Hyporheic Exchange in Sand Dunes Under a Freely Deforming River Water Surface

Bedform-driven hyporheic exchange is conditioned by the head gradients at the sediment-water interface. Local exchange phenomena between the surface and the subsurface are often driven by the dynamic forces related to the velocity distributions around sediment waves. In open channels, the static forces are represented by the water depth, yet most computational fluid dynamics models use a rigid-lid approximation. We investigated whether and when the deformation of the river’s free-surface influences bedform-driven hyporheic exchange.

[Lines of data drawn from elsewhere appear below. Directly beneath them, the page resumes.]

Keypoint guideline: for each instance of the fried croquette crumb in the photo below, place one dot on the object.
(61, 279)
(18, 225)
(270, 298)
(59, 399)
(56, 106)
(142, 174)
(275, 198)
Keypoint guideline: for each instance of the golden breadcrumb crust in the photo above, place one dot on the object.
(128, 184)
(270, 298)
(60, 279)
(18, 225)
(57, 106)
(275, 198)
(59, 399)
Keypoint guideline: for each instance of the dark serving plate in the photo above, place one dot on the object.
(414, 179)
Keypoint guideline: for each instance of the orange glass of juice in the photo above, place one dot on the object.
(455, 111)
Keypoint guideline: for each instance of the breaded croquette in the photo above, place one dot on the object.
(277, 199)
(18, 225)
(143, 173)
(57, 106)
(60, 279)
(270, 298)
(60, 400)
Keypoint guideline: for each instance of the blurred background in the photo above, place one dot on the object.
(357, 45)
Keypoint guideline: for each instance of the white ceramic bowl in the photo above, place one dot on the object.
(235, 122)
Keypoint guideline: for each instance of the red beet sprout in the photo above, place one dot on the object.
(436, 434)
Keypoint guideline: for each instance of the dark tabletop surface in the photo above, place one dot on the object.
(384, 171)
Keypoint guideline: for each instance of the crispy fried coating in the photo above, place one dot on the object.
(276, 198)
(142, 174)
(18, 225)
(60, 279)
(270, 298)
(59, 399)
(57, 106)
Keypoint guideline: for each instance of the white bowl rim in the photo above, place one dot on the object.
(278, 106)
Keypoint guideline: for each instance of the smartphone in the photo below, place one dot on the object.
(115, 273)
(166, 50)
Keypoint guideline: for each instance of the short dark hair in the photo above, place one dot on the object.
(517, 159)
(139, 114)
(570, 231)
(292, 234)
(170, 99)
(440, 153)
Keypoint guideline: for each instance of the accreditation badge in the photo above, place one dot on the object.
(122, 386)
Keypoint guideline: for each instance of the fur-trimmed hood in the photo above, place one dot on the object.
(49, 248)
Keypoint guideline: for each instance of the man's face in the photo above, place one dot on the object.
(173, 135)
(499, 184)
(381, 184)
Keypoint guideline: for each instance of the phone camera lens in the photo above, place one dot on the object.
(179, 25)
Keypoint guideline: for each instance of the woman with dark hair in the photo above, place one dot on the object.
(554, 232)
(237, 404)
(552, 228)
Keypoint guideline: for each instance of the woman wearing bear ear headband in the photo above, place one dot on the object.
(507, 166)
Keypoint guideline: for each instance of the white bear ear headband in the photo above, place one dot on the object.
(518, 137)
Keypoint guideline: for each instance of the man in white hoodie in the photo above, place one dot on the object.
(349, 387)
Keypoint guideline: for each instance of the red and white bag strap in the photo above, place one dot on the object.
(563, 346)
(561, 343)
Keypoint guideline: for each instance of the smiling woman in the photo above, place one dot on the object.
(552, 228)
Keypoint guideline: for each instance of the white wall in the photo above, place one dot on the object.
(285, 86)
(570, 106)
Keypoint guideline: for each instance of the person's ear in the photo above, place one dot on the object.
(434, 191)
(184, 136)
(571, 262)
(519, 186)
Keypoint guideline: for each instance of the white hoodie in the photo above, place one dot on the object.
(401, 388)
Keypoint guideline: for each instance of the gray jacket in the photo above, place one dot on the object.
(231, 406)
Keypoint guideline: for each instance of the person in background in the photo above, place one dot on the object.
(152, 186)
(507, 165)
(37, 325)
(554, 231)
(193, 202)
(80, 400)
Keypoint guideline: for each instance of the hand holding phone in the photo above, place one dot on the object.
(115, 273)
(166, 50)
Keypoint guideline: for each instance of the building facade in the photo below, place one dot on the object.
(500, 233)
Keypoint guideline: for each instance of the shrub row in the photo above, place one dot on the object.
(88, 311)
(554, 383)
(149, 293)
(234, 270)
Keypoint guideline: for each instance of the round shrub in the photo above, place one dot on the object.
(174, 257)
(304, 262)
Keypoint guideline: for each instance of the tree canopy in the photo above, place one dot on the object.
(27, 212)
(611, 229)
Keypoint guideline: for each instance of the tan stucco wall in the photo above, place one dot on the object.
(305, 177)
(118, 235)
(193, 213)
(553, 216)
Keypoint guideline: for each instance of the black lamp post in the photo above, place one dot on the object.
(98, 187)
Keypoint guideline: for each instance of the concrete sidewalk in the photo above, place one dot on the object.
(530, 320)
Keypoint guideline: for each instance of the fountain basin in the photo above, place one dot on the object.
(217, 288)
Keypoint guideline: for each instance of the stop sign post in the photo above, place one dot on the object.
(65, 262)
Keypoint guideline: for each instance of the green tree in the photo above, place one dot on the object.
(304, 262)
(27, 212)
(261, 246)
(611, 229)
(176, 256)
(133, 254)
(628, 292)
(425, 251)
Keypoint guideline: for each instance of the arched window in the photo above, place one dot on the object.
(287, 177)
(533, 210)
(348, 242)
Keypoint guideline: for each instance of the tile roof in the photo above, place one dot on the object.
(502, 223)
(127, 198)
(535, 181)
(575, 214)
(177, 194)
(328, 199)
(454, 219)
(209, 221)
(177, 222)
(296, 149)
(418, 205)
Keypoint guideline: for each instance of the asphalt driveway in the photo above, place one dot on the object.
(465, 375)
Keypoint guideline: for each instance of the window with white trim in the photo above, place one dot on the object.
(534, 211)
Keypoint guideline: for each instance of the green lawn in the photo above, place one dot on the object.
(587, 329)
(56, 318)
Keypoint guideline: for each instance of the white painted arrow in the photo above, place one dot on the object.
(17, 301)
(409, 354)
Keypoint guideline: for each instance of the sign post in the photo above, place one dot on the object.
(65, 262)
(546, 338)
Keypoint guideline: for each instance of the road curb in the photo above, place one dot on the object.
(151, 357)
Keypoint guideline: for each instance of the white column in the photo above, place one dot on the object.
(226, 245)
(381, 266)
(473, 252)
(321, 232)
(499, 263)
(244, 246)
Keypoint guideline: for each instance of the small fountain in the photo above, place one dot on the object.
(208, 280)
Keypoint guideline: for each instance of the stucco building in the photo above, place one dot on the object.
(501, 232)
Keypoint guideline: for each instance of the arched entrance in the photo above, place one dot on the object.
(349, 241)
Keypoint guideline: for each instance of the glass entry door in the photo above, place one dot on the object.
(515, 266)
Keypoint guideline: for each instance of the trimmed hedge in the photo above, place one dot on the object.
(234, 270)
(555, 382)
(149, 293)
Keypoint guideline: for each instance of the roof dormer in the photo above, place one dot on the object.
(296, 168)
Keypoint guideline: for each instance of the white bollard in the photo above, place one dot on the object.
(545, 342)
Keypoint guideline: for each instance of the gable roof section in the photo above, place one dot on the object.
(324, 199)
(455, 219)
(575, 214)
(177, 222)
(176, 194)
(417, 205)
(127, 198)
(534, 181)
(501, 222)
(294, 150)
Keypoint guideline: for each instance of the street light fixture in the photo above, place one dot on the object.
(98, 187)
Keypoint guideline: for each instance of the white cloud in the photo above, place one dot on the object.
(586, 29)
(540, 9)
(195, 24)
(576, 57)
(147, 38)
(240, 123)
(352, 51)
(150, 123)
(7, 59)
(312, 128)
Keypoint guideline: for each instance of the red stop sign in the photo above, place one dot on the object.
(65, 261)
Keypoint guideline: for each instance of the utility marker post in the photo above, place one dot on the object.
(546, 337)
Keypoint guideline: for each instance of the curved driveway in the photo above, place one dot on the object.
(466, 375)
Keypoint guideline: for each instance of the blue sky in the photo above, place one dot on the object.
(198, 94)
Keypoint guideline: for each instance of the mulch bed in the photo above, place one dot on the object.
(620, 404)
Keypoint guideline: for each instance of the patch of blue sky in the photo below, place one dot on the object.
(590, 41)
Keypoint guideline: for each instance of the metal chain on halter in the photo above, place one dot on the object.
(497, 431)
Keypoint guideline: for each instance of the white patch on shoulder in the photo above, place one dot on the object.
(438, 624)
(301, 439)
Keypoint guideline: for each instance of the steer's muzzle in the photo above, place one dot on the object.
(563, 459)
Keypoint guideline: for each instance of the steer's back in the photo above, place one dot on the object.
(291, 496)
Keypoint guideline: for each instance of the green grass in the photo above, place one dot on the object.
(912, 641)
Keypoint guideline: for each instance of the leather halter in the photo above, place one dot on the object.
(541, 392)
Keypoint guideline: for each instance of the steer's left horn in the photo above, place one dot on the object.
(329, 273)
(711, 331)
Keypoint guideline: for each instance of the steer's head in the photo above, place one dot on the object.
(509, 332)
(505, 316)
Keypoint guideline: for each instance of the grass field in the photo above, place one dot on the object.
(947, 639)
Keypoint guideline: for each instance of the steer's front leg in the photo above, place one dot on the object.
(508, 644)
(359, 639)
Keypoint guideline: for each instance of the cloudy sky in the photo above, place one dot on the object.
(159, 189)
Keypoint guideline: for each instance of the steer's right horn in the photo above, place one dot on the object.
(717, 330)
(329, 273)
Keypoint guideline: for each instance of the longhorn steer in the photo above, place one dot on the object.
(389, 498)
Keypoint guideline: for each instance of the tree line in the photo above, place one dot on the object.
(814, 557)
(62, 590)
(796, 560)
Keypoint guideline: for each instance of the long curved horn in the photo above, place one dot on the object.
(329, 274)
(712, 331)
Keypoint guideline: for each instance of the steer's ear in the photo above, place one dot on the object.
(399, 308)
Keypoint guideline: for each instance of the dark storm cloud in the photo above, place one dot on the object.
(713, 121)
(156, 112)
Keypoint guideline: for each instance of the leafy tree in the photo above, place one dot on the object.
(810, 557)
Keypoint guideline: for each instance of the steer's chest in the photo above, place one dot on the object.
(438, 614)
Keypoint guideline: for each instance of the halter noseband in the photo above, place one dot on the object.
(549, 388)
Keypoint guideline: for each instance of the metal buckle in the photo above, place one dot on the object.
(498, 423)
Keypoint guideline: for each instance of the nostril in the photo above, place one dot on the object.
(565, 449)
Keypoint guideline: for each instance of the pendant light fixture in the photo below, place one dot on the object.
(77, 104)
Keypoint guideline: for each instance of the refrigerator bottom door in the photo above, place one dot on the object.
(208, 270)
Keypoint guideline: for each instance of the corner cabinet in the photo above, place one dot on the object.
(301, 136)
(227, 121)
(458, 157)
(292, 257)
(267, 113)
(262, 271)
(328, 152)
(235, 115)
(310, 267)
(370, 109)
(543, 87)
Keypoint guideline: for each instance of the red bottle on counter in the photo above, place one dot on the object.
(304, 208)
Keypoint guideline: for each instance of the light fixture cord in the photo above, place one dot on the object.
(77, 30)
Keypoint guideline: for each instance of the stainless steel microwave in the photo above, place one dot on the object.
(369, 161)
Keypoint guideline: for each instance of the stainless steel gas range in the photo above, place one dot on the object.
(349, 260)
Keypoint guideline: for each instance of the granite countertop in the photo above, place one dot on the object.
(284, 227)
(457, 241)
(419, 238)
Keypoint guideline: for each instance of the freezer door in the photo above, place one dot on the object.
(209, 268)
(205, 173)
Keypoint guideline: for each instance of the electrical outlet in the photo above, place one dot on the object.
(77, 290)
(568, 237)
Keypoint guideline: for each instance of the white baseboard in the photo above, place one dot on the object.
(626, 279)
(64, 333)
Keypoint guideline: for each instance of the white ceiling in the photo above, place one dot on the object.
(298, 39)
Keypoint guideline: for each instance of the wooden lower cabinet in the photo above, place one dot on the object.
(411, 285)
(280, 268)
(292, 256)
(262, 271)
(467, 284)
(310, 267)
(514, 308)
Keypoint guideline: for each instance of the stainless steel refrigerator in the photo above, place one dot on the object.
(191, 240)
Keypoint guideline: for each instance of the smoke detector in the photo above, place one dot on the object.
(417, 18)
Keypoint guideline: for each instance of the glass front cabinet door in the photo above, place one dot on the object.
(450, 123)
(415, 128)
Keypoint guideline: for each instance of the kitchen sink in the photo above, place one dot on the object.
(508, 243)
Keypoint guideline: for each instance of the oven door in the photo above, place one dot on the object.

This was done through simulations of coupled open channel and hyporheic flows with the air-water interface modeled either as a free-surface or a rigid-lid across increasing subcritical Froude numbers from ∼0.05 to ∼0.95. The normalized hyporheic flux was higher when considering free-surface deformation across most of the range of Froude numbers considered. When the Froude number was larger than 0.6 and smaller than 0.85, both hydrostatic and nonhydrostatic-driven fluxes increased significantly compared to the rigid-lid approach and the total flux was about five times that predicted with the rigid-lid. These results indicate that bedform-driven hyporheic fluxes are underestimated in most studies that use a rigid-lid assumption in subcritical flows.